Every year, tens of billions of instant ramen noodles are enjoyed - a simple meal that only needs the addition of boiling water. Veronique Greenwood looks at the invention of a food revolution.
There was a time in my life when I ate a bowl of instant ramen every single day.
When you're a moody 13-year-old, sources of reliable satisfaction are in short supply, and when I wrote about it, I learned that I was not alone in relying on ramen to keep me afloat.
Many readers wrote that it's a comfort food for them too - easy to make, consistent, and surprisingly delicious.
At the International Museum of Ramen in Osaka, hordes of people come each year to pay homage.

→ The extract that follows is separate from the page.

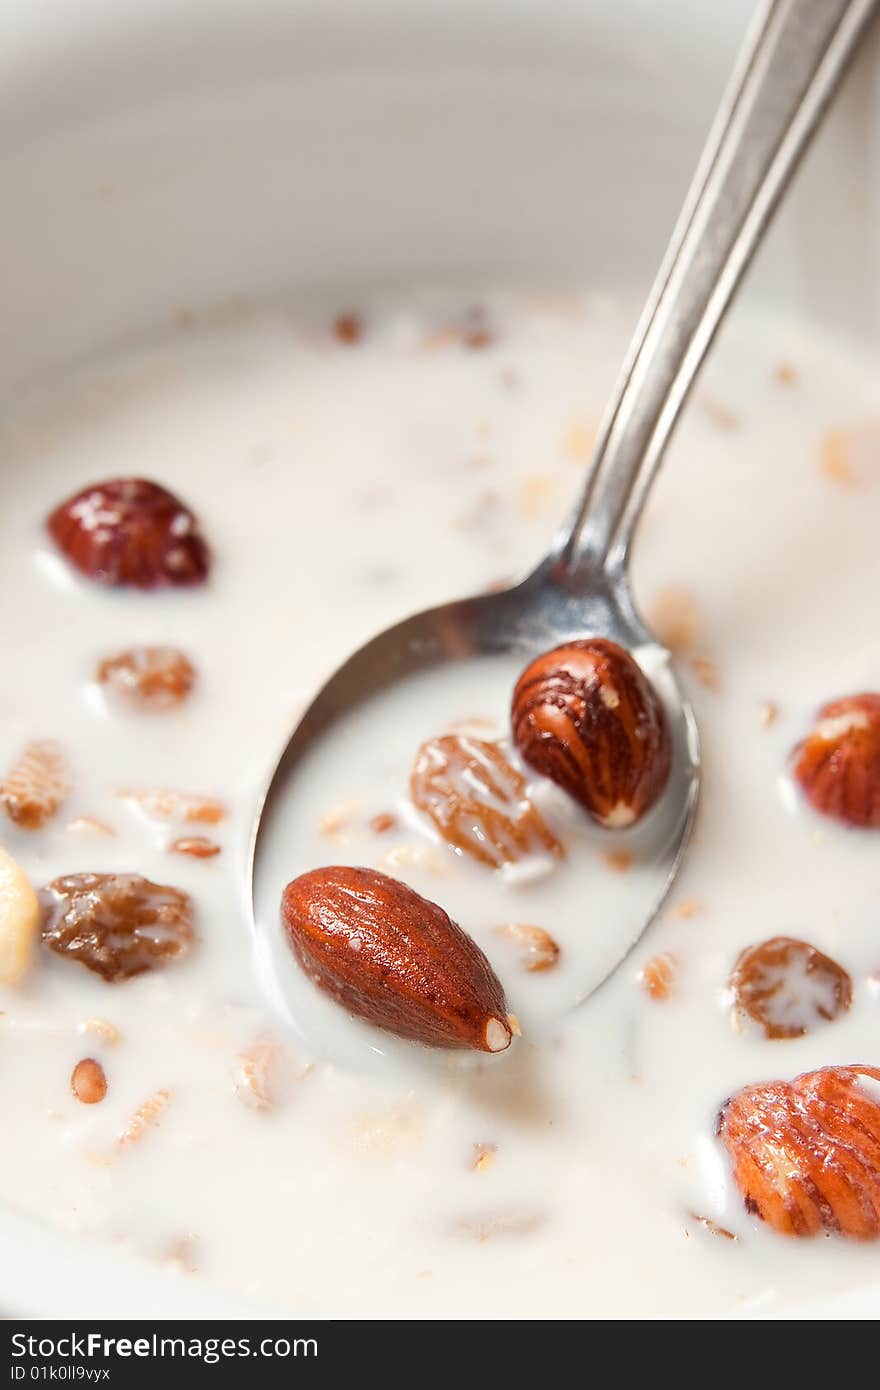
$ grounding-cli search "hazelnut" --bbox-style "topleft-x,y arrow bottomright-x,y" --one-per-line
792,693 -> 880,828
717,1065 -> 880,1239
511,638 -> 670,827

A free-to-enter chamber of commerce for Nissin Foods, the makers of Cup Noodles and Top Ramen, the museum features a timeline of hundreds of Nissin products, from Chikin Ramen to Spagheny to Cheese Curry Cup Noodles.
Ramen-related ephemera and tributes are also placed around the exhibit space on the way to the main attraction, an enormous hall where you can design and purchase your own Cup Noodles.
My favourite oddity is a sculpture depicting-embedded in stone so as to suggest future archaeology-fossils, a cell phone, and a brilliantly coloured Cup Noodles open and ready to eat, its noodles already held aloft by a plastic fork.
A placard gives the sculpture's title: "Eternal."
Instant ramen can seem so elemental that it's almost surprising to learn that it required inventing. But coming up with a shelf-stable, quick-cooking noodle soup was far from simple, or intuitive.
The oft-told story of Momofuku Ando suggests it was difficult: the struggling Osaka businessman experimented for months in his backyard shed before launching Nissin in 1958.
The catalysing insight was flash-frying the noodles after they had been boiled, seasoned, and dried.
Frying them zaps away any remaining water, increasing their shelf life.